Ben Kingsley, a partner at Slaughter and May, said: ‘We’ve been supporting companies at the coal face of technology entrepreneurship for many years now, and that exposure has really intensified over the life of Fast Forward.’
‘We’ve seen a significant increase in demand for the legal support our programme provides from a broad church of tech-driven businesses, so for this latest round we extended the programme beyond its fintech origins, albeit fintech remains an important part of the firm’s tech strategy,’ he added.
Rob Sumroy, also a partner at Slaughter and May, said: ‘I was excited at how many high quality applications we received from impressive businesses wanting to be part of the new cohort. It was a difficult exercise for the team here to narrow the field and ultimately select the six we have chosen for this cohort.’
‘The fact that we have selected a diverse range of ventures, from London and other regions, is testament to the entrepreneurial talent that we have always known exists throughout the UK,’ he concluded.

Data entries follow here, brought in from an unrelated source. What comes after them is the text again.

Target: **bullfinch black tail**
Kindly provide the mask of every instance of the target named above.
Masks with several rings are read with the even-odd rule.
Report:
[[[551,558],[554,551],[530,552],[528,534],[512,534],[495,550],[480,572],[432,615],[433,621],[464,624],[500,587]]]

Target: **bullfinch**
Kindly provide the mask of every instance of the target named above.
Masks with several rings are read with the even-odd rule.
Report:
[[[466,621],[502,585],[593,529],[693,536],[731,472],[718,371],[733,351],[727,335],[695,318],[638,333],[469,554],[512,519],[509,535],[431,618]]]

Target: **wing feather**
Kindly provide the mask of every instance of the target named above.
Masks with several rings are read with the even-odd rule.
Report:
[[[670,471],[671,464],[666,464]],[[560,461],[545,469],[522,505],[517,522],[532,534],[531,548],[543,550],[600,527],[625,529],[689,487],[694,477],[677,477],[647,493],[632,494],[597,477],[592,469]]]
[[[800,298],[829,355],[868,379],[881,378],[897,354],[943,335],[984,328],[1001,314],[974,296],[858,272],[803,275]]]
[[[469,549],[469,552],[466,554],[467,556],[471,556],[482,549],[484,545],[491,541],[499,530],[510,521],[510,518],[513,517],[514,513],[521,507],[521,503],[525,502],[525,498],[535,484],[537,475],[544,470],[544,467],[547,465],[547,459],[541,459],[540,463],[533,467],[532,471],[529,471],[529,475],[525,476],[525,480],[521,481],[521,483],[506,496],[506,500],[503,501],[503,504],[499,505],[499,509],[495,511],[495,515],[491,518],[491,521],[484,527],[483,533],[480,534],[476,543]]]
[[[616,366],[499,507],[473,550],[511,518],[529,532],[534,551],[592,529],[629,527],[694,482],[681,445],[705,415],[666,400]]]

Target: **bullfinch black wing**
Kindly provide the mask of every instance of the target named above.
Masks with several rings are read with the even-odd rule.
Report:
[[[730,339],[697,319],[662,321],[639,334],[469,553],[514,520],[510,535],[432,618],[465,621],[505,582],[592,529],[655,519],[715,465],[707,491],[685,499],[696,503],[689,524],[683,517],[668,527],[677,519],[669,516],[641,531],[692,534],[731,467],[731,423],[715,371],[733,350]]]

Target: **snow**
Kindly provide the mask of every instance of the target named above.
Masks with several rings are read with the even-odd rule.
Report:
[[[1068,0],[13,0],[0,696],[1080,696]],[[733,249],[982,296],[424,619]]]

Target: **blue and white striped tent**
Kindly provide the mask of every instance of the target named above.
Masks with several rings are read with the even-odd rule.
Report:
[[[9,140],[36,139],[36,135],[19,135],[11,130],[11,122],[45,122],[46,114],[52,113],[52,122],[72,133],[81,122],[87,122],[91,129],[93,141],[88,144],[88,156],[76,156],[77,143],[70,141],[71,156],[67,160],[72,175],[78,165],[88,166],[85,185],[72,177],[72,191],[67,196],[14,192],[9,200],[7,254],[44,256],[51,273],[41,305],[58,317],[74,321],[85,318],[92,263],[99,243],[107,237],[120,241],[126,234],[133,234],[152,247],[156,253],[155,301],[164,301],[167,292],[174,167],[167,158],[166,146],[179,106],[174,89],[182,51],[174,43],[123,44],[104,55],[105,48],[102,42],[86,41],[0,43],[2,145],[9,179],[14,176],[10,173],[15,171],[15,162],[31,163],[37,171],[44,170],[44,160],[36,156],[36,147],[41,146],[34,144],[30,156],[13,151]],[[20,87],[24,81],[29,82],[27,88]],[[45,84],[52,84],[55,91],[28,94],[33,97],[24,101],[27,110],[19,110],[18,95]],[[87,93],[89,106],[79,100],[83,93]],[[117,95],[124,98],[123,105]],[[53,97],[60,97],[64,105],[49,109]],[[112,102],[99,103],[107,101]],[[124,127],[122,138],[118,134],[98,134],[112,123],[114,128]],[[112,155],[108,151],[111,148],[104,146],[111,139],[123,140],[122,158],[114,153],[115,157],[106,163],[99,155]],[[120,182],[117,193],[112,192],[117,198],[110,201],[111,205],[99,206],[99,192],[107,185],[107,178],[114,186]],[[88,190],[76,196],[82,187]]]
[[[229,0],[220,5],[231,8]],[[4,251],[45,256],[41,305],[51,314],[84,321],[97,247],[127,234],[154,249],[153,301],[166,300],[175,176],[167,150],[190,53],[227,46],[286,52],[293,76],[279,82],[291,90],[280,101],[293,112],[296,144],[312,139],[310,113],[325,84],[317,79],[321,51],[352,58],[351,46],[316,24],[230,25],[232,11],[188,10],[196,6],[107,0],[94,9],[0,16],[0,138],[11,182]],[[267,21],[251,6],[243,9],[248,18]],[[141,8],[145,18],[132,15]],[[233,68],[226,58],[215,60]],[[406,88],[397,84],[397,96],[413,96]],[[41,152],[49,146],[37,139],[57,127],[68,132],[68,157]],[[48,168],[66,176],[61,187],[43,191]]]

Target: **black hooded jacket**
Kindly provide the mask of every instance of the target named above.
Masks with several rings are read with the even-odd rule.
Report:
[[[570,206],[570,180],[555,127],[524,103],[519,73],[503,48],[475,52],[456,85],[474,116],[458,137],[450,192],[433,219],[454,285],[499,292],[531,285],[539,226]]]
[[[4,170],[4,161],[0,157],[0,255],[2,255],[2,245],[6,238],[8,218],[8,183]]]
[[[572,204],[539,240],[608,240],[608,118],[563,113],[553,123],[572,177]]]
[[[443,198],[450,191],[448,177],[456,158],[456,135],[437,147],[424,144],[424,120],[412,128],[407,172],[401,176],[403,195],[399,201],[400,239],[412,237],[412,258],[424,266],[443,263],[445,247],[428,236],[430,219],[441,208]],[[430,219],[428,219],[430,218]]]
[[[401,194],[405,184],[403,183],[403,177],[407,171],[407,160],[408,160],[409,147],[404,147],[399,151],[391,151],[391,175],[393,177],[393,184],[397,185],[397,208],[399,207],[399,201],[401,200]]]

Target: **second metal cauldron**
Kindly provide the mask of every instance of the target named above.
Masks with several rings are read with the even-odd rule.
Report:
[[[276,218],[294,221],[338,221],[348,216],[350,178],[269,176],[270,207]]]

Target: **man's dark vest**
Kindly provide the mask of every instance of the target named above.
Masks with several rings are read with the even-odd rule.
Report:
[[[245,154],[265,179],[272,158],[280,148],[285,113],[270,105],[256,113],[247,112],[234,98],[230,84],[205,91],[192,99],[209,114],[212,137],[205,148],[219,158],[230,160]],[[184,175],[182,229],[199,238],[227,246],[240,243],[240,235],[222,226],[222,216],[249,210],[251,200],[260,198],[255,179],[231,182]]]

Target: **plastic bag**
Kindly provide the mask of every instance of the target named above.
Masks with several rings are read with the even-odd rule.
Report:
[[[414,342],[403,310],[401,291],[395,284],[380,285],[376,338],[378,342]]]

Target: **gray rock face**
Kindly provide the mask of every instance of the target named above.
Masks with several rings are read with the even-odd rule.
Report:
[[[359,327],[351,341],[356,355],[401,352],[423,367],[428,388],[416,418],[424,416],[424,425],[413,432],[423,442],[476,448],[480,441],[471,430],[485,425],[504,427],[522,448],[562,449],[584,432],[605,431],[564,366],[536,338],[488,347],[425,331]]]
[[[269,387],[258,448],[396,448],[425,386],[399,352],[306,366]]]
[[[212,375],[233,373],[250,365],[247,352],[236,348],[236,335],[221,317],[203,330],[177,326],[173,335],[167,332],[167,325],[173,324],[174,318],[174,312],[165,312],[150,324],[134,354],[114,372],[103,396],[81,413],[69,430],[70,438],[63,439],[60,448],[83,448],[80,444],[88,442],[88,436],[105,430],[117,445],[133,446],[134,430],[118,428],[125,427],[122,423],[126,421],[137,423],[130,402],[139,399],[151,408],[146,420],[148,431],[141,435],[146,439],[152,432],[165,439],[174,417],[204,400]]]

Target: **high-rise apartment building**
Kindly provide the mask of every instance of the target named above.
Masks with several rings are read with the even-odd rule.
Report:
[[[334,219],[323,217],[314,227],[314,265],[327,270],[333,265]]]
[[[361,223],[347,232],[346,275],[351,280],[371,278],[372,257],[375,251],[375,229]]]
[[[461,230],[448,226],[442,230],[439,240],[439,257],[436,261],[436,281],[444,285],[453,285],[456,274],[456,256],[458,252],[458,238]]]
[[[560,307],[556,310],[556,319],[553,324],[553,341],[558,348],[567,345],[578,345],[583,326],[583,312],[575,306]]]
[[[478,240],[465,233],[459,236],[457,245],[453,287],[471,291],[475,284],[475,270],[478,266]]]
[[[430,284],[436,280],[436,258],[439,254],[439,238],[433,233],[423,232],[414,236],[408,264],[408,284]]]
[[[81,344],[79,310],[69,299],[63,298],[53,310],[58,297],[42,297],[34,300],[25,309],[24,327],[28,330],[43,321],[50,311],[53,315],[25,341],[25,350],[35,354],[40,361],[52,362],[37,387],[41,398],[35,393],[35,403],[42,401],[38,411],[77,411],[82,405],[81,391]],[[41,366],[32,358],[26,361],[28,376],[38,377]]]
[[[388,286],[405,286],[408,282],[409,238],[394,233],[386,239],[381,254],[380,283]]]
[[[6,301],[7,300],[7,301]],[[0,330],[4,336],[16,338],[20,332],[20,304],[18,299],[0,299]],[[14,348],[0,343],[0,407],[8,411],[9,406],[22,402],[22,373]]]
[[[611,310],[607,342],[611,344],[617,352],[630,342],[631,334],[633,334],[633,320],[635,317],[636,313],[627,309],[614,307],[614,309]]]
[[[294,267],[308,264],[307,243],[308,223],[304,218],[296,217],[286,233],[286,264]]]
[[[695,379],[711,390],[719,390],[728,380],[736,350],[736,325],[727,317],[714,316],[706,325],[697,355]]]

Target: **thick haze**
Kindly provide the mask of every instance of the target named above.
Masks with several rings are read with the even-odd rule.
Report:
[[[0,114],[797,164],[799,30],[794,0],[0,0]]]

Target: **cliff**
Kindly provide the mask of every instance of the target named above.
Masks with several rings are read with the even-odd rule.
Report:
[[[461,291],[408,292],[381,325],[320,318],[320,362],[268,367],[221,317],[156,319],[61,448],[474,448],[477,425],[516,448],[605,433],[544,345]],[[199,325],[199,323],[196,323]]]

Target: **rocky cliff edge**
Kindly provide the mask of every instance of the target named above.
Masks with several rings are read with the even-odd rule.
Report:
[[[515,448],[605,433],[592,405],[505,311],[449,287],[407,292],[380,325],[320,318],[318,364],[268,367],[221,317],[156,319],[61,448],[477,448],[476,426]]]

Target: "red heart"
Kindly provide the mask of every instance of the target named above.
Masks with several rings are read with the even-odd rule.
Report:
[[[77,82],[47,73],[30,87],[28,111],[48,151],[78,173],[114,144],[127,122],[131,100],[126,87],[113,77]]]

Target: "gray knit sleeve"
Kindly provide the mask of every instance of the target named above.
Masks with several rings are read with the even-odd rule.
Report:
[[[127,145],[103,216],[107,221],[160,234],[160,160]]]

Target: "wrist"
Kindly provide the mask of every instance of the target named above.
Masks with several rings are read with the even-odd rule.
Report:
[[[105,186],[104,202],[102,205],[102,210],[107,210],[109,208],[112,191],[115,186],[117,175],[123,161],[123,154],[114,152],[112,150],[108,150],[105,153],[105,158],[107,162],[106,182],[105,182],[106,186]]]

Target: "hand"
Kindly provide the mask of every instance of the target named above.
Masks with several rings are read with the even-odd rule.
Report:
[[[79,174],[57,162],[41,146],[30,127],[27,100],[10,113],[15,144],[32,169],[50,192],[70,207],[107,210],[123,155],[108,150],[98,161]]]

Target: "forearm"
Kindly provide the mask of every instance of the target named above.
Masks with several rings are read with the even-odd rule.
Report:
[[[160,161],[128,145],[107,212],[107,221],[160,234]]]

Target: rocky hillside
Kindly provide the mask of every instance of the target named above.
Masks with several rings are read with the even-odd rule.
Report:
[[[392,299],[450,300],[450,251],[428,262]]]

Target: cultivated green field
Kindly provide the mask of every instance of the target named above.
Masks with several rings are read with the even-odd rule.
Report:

The move is further evidence of law firms, from Mishcon de Reya to Allen & Overy, among others, making engagement with startups a key part of their business strategy. Slaughter and May also famously invested in legal AI company, Luminance, and played a key role as a foundational client.
Last week global law firm, Linklaters, and Big Four firm, Deloitte, teamed up together along with Green Shores Capital and Crowdcube for a project to support fintech startups that help to improve financial inclusion.
The Thrive for Fintech project will see £500,000 ($638,000) invested in pre-Series A and Series A Fintech businesses, with Linklaters providing legal advice and Deloitte, via its Propel group, providing accounting services.